The Prince thought this was an easy thing to do, and before starting
went to get a drink at the well, and there he saw a most beautiful
maiden sitting by the well and knitting.

"Who are you?" said she.

And so he told her all that had happened and said:

"At any rate I have an easy master; all he has given me to do is to
clear out the stable."

"That is not so easy as you think," said the maid. "How are you going
to do it?"

"With a pitchfork."

"You will find that not so easy; if you try to use the pitchfork in
the ordinary way, the more you shove the more there will be; but turn
the pitchfork upside-down and push with the handle and all the straw
and stuff will run away from it."

So Prince Edgar went back to the stable, and sure enough, when he
tried to push the straw with the fork it only grew more and more, but
if he turned the handle towards it the straw moved away from the fork
and so he soon cleared it out of the stable.

When the giant came home the first thing he did was to go to the
stable; and when he saw it had all been cleared out he said to the
Prince:

"Ah, you've been talking to my Master-Maid. Well, to-morrow you'll
have to cut down that clump of trees."

"Very well, Master," said Prince Edgar, and thought that would not be
difficult.

But next morning the giant gave him an axe made of glass and told him
that he must cut down every one of the trees before nightfall.

When he had gone away, the Prince went to the Master-Maid and told her
what his task was.

"You cannot do that with such an axe, but never mind, I can help you.
Sleep here in peace and when you wake up you will see what you will
see."

So Prince Edgar trusted the Master-Maid and lay down and slept till
late in the afternoon, when he woke up and looked, and there were the
trees all felled and the Master-Maid was smiling by his side.
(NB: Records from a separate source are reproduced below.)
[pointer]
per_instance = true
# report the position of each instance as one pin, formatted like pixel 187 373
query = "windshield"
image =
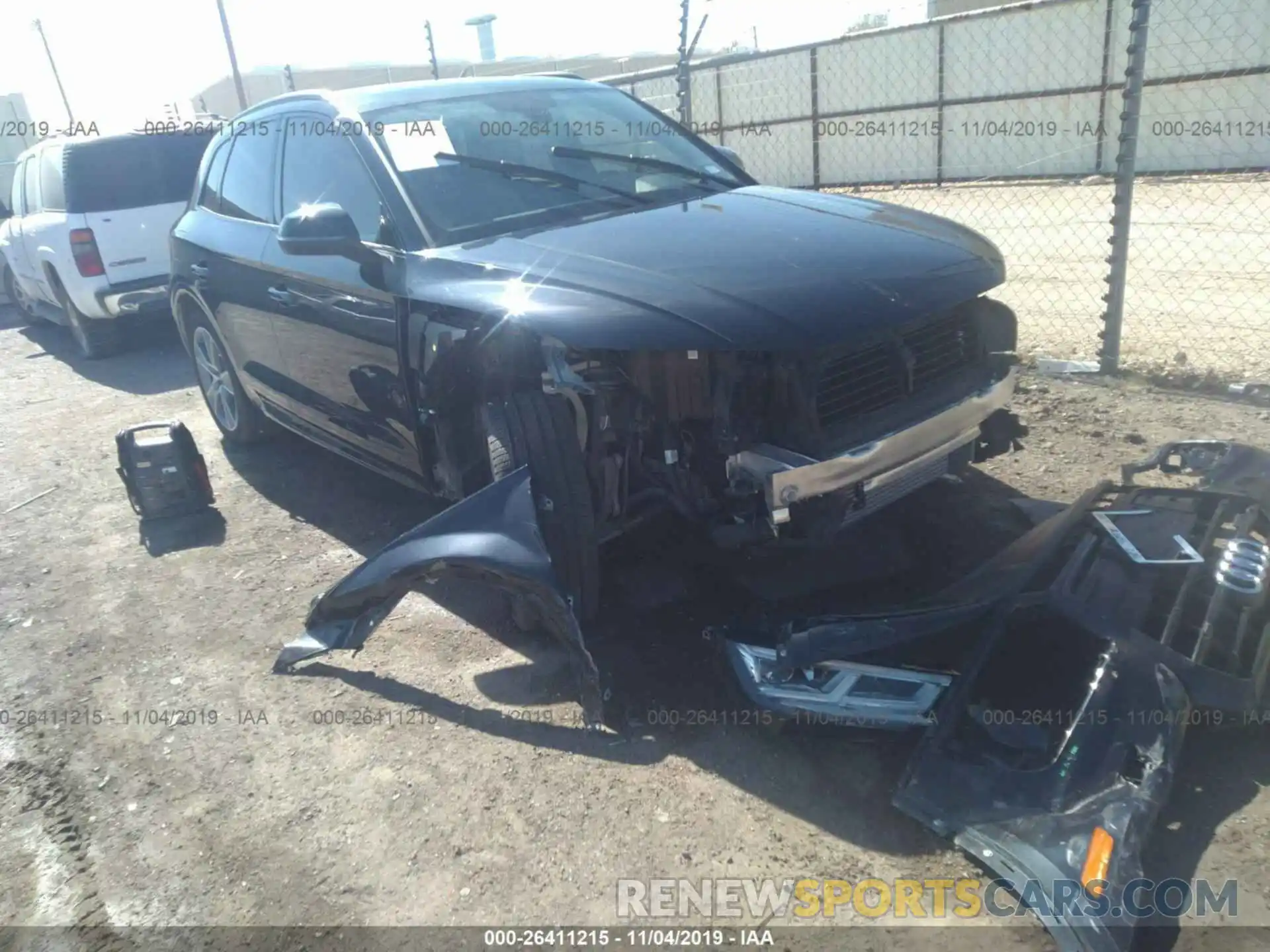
pixel 539 128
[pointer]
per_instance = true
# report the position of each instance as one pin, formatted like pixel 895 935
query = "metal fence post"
pixel 1122 202
pixel 683 79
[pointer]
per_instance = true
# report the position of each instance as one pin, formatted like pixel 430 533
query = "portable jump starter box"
pixel 163 470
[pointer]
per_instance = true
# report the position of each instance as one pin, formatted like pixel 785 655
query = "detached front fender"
pixel 492 536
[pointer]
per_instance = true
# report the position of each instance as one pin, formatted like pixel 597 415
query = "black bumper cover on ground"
pixel 1132 590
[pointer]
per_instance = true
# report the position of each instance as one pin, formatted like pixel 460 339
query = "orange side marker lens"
pixel 1097 861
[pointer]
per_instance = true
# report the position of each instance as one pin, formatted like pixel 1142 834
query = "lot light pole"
pixel 432 50
pixel 40 28
pixel 229 46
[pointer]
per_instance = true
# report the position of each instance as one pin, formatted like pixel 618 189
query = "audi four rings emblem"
pixel 1242 568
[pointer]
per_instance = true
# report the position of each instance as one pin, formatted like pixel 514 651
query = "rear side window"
pixel 210 194
pixel 131 172
pixel 52 194
pixel 16 204
pixel 247 190
pixel 32 178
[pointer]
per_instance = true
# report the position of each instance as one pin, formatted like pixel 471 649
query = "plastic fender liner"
pixel 491 536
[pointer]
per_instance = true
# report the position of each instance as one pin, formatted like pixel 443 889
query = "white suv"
pixel 87 238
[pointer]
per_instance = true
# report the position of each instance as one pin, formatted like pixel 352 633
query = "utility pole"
pixel 432 50
pixel 40 28
pixel 229 45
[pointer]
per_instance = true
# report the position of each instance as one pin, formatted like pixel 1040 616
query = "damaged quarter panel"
pixel 492 536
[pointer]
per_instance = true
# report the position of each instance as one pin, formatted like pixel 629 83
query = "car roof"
pixel 366 99
pixel 67 141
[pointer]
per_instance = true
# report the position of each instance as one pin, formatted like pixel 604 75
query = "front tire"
pixel 538 430
pixel 238 418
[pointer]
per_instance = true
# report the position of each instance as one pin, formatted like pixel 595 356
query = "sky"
pixel 122 60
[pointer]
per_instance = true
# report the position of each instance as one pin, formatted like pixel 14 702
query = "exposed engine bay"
pixel 766 444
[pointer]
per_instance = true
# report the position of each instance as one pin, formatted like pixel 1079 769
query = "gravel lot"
pixel 493 808
pixel 1198 298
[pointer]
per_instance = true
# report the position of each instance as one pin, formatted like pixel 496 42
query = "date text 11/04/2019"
pixel 131 717
pixel 635 938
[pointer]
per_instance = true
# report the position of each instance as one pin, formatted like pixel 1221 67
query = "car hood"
pixel 755 268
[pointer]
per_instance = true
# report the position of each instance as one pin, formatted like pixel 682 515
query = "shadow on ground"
pixel 153 360
pixel 669 694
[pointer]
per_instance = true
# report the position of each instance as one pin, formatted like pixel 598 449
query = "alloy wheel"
pixel 216 380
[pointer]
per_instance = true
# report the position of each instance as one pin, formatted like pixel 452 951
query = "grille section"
pixel 879 376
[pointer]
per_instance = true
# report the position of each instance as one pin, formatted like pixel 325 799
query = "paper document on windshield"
pixel 414 145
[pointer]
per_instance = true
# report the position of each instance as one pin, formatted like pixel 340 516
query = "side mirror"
pixel 730 155
pixel 323 229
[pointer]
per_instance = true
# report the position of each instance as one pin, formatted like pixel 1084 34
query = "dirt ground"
pixel 480 800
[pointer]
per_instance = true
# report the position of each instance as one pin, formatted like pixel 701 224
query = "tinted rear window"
pixel 131 172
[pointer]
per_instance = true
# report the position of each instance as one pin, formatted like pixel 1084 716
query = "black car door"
pixel 338 333
pixel 219 247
"How did you do it?" he said.

"That I may not say, but done it is, and that is all that you need
care for."

When the giant came home, the first thing he did was to go to the
clump of trees and found, to his surprise, that they had all been
felled.

"Ah, you've spoken to my Master-Maid," he said once more.

"Who is she?" said the Prince.

"You know well enough," said the giant. "But for her you could not
have cut down those trees with that glass axe."

"I do not know what you mean," said the Prince. "But at any rate,
there you have your trees cut down, what more do you want?"

"Well, well," grumbled the giant, "we'll see to-morrow whether you can
do what I tell you then," and would not say what his task should be
next day.

When the morning came, the giant pointed to the tallest tree in the
forest near them, and said:

"Do you see that birds' nest in the top of that tree? In it are six
eggs; you must climb up there and get all those eggs for me before
nightfall, and if one is broken woe betide you!"

At that Prince Edgar did not feel so happy, for there were no branches
to the tree till very near the top, and it was as smooth, as smooth as
it could be, and he did not see how possibly he could reach the birds'
nest. But when the giant had gone out for the day he went at once to
the Master-Maid and told her of his new task.

"That is the hardest of all," said the Master-Maid. "There is only one
way to do the task. You must cut me up into small pieces and take out
my bones, and out of the bones you must make a ladder, and with that
ladder you can reach the top."

"That I will never do," said the Prince.